Work-related training (480: Appendix 9)

Find out more about the rules which exempt work-related training provided for employees from tax.

Overview

Chapter 5 gives an outline of the rules, which exempt from tax the cost of work-related training provided for employees. No deduction is due for the costs of training which employees decide to do at their own expense. Those rules, contained in Sections 250 to 254, operate by reference to a number of terms, each of which is defined in the rules. A general explanation of these defined terms follows.

Work-related training is training for an employee’s current employment or a ‘related employment’.

It’s defined as any training course or other activity which is designed to impart, instil, improve or reinforce any knowledge, skills, or personal qualities which:

  • are, or are likely to prove, useful to the employee when performing their duties
  • will qualify or better qualify the employee to undertake the employment, or to participate in charitable or voluntary activities arising through the employment

The term includes a wide range of practical and theoretical skills, so long as those skills are relevant to the employee. Where leadership team skills are appropriate to the employee, participation in activities such as Outward Bound, Raleigh International, or Prince’s Trust will qualify.

The cost of an employee’s participation in a genuine Employee Development Scheme, which seeks to improve the employee’s attitude towards training by commencing with an enjoyable course as an introduction to more concentrated job-related training, will also qualify.

Qualifying training is training which is undertaken with an employment or prospective employment in view.

A related employment is any:

  • office or employment held with the employer or which is to be held with the employer or a connected person
  • such office or employment to which the employee has or can realistically expect to have a serious opportunity of being appointed

The intention is to include all genuine training, in a range of competencies, which the employee would need to advance their career, or to achieve a career move with their employer.

Training in leisure type activities, unless exceptionally an activity which has a genuine connection with that employee’s work duties, is excluded. Tax charges then apply in the normal way.

The exemption applies to expenditure upon the provision of ‘work-related training’ as defined above, or on certain costs related to such training. Related costs, in connection with qualifying training, are costs:

  • which are incidental to the employee’s doing the training
  • incurred in connection with an assessment of what the employee has gained from the training, which need not be by way of formal examination
  • the cost of obtaining for the employee any qualification, registration or award where entitlement is as a result of the training or assessment in question – awards which are made in recognition of, rather than as a reward for training achievement, such as a course scarf, tie or mascot would qualify as a ‘related cost’

Expenditure excluded from Section 250

The rules provide that 3 main types of expenditure are excluded from the exemption:

  • facilities or benefits which are given for entertainment or recreational purposes unconnected with acquiring the knowledge, skills or personal qualities which satisfy the definitions of work-related training
  • the cost of facilities or benefits which reward the employee for performing, or performing in a given way, the duties of his or her employment
  • facilities or benefits which give an employment inducement which is unconnected with acquiring, in any way, knowledge, skills or personal qualities which satisfy the definitions of work-related training

It follows that normal meals, refreshments and the leisure activities which are offered within a training course are not brought into tax. Nor, for example, would the costs of safe-driver training offered to those driving significant business mileage.

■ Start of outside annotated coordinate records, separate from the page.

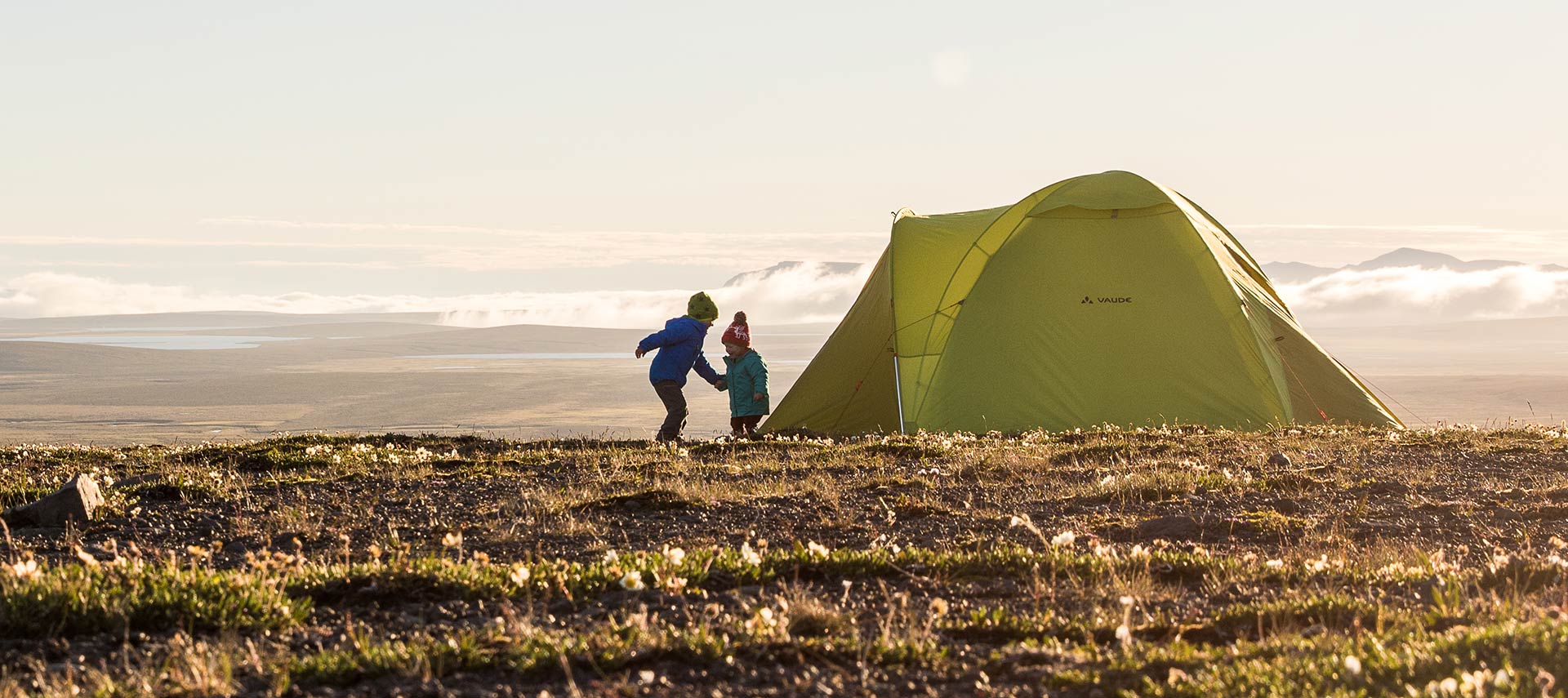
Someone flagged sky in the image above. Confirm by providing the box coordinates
[0,0,1568,317]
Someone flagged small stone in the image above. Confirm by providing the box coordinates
[3,473,104,527]
[1138,514,1203,541]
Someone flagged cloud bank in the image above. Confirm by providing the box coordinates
[1276,265,1568,327]
[0,264,871,328]
[0,264,1568,328]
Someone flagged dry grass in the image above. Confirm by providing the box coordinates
[0,427,1568,696]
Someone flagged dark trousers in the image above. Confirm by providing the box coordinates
[729,414,762,436]
[654,381,688,441]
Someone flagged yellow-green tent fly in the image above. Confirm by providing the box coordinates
[765,171,1401,434]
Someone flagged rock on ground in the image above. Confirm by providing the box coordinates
[3,473,104,527]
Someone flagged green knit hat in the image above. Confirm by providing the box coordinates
[687,291,718,323]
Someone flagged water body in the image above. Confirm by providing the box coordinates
[0,334,304,351]
[404,351,634,361]
[403,351,811,363]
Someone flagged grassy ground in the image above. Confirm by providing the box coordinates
[0,427,1568,696]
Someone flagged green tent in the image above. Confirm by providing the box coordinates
[765,171,1401,433]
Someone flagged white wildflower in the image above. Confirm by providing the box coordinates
[665,548,685,565]
[621,569,648,591]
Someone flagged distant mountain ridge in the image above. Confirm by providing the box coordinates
[1264,248,1568,284]
[724,260,864,289]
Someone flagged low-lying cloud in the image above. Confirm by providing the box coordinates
[0,264,1568,328]
[0,264,869,328]
[1276,265,1568,327]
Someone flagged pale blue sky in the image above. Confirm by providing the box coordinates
[0,2,1568,302]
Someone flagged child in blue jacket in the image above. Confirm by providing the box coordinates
[718,312,768,436]
[635,293,718,442]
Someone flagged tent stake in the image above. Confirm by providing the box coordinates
[892,353,903,434]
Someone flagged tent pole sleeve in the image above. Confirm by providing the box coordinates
[892,351,903,434]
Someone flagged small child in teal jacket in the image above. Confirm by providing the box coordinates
[718,312,768,436]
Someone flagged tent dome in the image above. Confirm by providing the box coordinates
[765,171,1401,433]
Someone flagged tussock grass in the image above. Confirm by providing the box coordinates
[0,427,1568,696]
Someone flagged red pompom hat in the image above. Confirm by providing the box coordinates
[719,312,751,347]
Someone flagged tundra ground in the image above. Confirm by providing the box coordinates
[0,427,1568,696]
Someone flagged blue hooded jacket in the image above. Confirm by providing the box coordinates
[637,317,718,386]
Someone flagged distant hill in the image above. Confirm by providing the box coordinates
[724,260,861,289]
[1264,248,1568,284]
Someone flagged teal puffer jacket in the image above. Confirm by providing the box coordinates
[723,351,770,417]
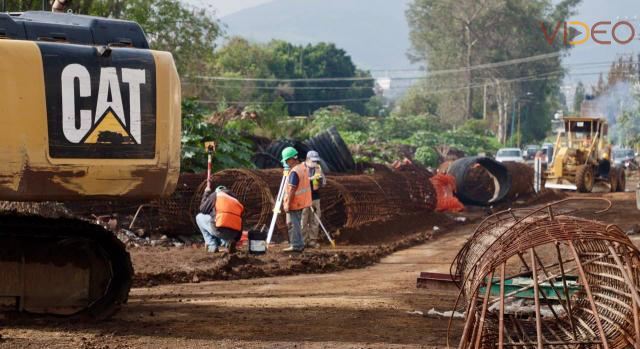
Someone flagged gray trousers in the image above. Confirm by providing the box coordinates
[302,199,322,244]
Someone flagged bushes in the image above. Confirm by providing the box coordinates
[309,108,500,167]
[180,99,254,172]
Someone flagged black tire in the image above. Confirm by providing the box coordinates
[576,165,594,193]
[609,167,620,193]
[616,168,627,192]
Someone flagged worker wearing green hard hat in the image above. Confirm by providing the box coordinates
[282,147,298,166]
[282,147,312,252]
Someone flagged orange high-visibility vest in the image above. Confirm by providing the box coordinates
[216,192,244,231]
[289,163,311,211]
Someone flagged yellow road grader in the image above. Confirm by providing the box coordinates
[544,117,626,193]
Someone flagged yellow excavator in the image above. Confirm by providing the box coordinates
[544,117,626,193]
[0,12,181,318]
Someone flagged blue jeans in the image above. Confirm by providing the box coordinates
[196,213,226,252]
[287,210,304,250]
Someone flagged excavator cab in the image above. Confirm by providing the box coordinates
[0,12,181,318]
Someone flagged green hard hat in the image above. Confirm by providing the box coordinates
[282,147,298,163]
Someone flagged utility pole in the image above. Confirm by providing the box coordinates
[482,82,487,120]
[516,103,522,148]
[509,97,518,145]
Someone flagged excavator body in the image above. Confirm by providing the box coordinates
[0,12,181,318]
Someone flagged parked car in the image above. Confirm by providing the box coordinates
[524,144,540,160]
[613,148,638,169]
[496,148,524,162]
[540,143,553,165]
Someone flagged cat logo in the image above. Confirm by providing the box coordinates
[61,64,145,144]
[38,43,156,159]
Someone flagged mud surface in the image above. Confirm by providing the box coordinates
[129,214,456,287]
[0,184,640,349]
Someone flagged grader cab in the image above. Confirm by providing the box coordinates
[545,117,626,193]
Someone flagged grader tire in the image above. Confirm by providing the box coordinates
[616,168,627,192]
[609,167,620,193]
[576,165,594,193]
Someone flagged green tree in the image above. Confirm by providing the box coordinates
[216,38,380,115]
[407,0,580,141]
[181,99,253,172]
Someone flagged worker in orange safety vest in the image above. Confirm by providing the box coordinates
[282,147,311,252]
[196,186,244,253]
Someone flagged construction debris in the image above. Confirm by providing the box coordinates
[451,197,640,349]
[504,162,535,201]
[254,127,356,173]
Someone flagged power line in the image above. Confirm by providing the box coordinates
[191,52,561,82]
[199,98,371,104]
[184,54,639,90]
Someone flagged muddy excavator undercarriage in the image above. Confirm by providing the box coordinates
[0,12,181,318]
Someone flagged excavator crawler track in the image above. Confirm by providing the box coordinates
[0,212,133,319]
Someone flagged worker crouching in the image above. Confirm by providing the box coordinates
[282,147,311,252]
[196,186,244,252]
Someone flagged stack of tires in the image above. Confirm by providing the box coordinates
[254,127,356,173]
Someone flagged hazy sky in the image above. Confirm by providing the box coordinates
[182,0,273,17]
[181,0,640,94]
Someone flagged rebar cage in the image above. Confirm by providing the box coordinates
[449,198,640,348]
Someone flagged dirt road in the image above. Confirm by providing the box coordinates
[0,189,640,349]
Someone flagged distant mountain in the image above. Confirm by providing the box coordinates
[222,0,415,71]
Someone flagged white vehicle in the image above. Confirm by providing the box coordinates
[496,148,524,162]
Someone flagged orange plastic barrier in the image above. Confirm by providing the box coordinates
[430,173,464,212]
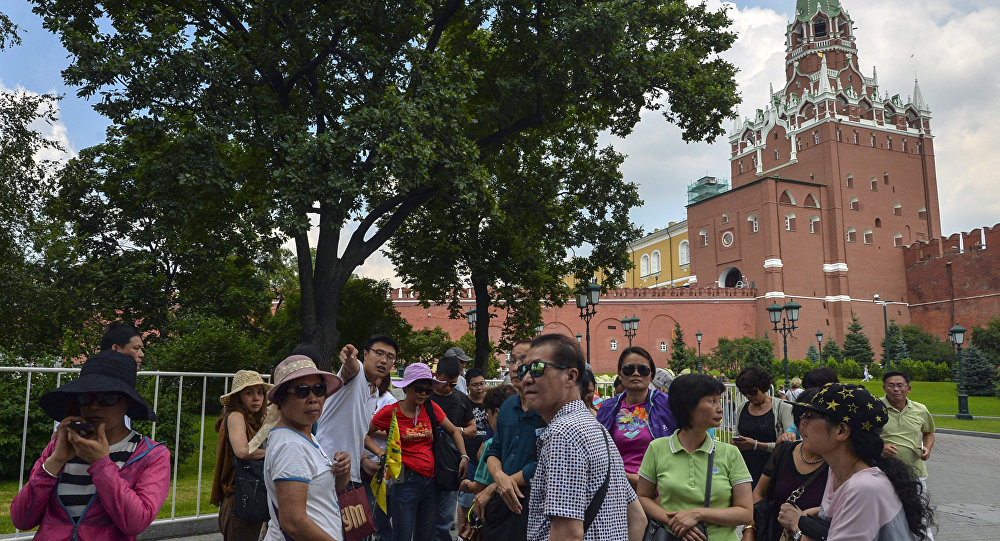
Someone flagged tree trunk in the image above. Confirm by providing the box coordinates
[472,272,491,374]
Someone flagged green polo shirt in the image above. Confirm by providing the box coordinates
[639,430,751,539]
[882,396,934,477]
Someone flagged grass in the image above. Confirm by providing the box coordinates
[0,416,218,534]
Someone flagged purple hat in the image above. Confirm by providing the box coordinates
[392,363,444,387]
[267,355,344,402]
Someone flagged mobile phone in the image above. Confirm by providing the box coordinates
[66,422,97,436]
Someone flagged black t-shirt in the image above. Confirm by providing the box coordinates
[431,390,479,454]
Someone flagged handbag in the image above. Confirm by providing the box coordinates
[424,400,462,492]
[337,485,375,541]
[642,449,715,541]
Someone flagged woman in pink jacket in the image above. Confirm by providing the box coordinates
[10,351,170,541]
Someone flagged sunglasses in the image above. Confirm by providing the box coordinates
[622,364,652,377]
[517,361,569,379]
[76,392,122,406]
[291,383,326,398]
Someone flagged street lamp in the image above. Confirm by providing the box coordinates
[465,308,476,331]
[622,316,639,347]
[694,331,702,374]
[576,282,601,364]
[872,293,899,370]
[951,323,972,421]
[767,299,802,390]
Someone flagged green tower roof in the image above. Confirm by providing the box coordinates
[795,0,843,21]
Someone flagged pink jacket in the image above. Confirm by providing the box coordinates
[10,437,170,541]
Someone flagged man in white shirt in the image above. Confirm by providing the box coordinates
[316,334,399,486]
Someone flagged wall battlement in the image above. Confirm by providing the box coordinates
[902,224,1000,267]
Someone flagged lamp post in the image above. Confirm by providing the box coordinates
[622,316,639,347]
[872,293,899,369]
[465,308,476,331]
[576,282,601,364]
[951,323,972,421]
[694,331,702,374]
[767,299,802,389]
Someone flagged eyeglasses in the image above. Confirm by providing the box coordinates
[517,361,569,379]
[76,392,122,406]
[622,364,651,377]
[291,383,326,398]
[407,383,431,394]
[368,349,396,363]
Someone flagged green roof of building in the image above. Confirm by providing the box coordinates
[795,0,843,21]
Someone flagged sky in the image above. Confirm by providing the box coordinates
[0,0,1000,286]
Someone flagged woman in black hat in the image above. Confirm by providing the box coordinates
[778,383,933,541]
[10,351,170,541]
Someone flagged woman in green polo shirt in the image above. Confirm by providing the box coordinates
[636,374,753,541]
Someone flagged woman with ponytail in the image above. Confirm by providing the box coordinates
[778,383,933,541]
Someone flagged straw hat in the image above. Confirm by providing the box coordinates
[219,370,274,406]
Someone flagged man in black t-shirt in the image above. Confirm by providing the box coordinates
[430,356,478,541]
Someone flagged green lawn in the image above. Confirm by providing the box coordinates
[0,422,218,534]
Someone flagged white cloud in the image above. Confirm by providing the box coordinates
[606,0,1000,235]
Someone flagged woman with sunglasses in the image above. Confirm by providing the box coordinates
[733,366,796,487]
[778,383,933,541]
[249,355,351,541]
[597,346,677,489]
[10,350,170,541]
[365,363,469,541]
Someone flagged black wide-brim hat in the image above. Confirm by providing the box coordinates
[38,350,156,421]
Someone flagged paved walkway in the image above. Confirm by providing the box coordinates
[141,433,1000,541]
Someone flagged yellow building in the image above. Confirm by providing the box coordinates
[622,220,691,287]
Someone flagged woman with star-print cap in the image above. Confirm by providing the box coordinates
[778,383,933,541]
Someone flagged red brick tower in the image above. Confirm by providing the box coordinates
[688,0,941,358]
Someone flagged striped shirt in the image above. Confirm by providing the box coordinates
[56,430,142,521]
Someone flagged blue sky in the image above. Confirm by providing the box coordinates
[0,0,1000,284]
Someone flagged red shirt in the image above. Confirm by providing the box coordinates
[372,400,446,477]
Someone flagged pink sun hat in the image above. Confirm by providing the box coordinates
[392,363,444,387]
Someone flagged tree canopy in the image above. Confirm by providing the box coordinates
[32,0,738,360]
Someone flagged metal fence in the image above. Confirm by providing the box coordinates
[0,366,746,539]
[0,366,271,539]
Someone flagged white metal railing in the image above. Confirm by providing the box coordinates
[0,366,271,540]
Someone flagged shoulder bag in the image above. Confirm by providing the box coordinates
[424,400,462,491]
[226,419,271,522]
[642,449,715,541]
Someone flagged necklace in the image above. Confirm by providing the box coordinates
[799,443,826,464]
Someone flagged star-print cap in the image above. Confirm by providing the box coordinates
[793,383,889,434]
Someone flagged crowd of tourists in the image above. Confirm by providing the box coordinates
[11,325,934,541]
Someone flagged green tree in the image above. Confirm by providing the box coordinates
[844,314,875,365]
[823,337,844,364]
[32,0,738,364]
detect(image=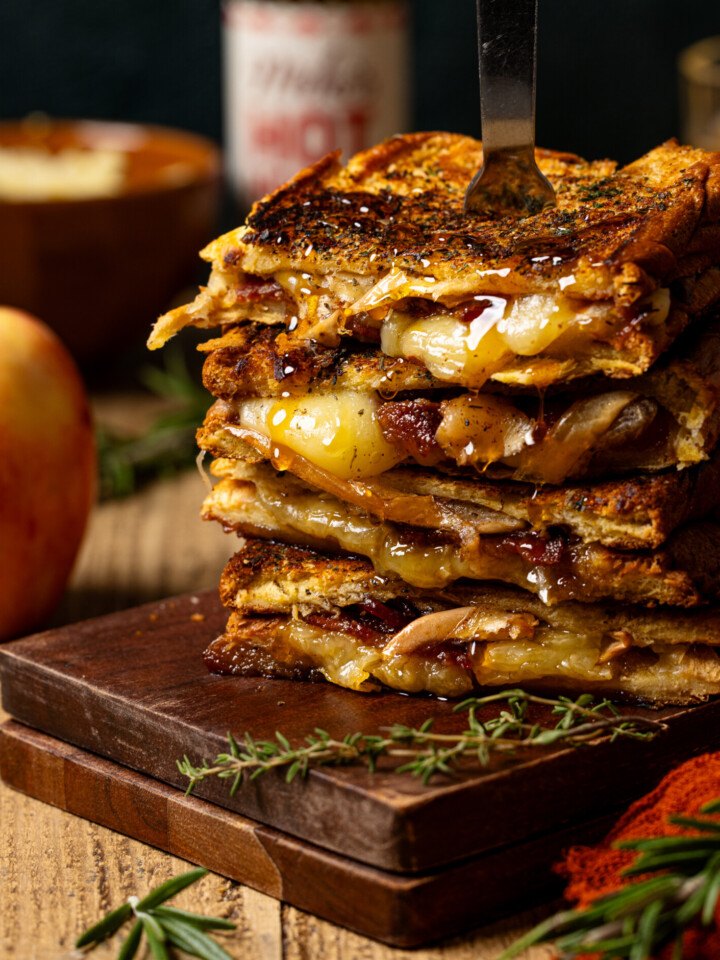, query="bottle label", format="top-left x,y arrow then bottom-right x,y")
223,0 -> 408,202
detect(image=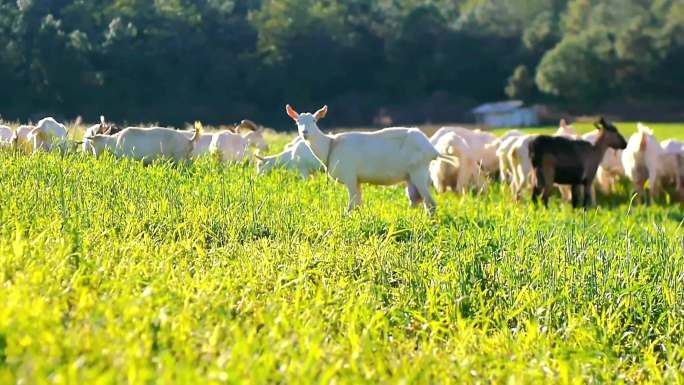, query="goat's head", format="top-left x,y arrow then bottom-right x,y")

In contrast, if the same employer sent the same group of people to an evening at the go-kart track the expense would rank as excluded expenditure and would be taxable.

Exemption also applies to the employee’s costs of travel and subsistence to the extent that those same expenses would be deductible under Section 336, or would qualify for mileage allowance relief, if the employee had undertaken the training in the performance of the duties of his or her office or employment, and had incurred and paid those expenses.

Provision of assets

Generally, the exemption does not apply to the cost of providing the employee with, or with the use of, any asset.

The general rule does not apply to:

  • assets given or available for use only in the course of training
  • assets given or available for use in the course of training and in the performance of the employee’s duties, but not otherwise used
  • assets consisting of training materials provided in the course of training
  • an asset which is something made by the employee in the course of training, or is incorporated into something which is so made

Typically, a computer made available for training, or work and training, which is not available for private use, will qualify. Training materials comprising audio or video tapes, course books or literature, stationery, CD and ‘floppy’ disks used for training may be retained by the employee tax-free.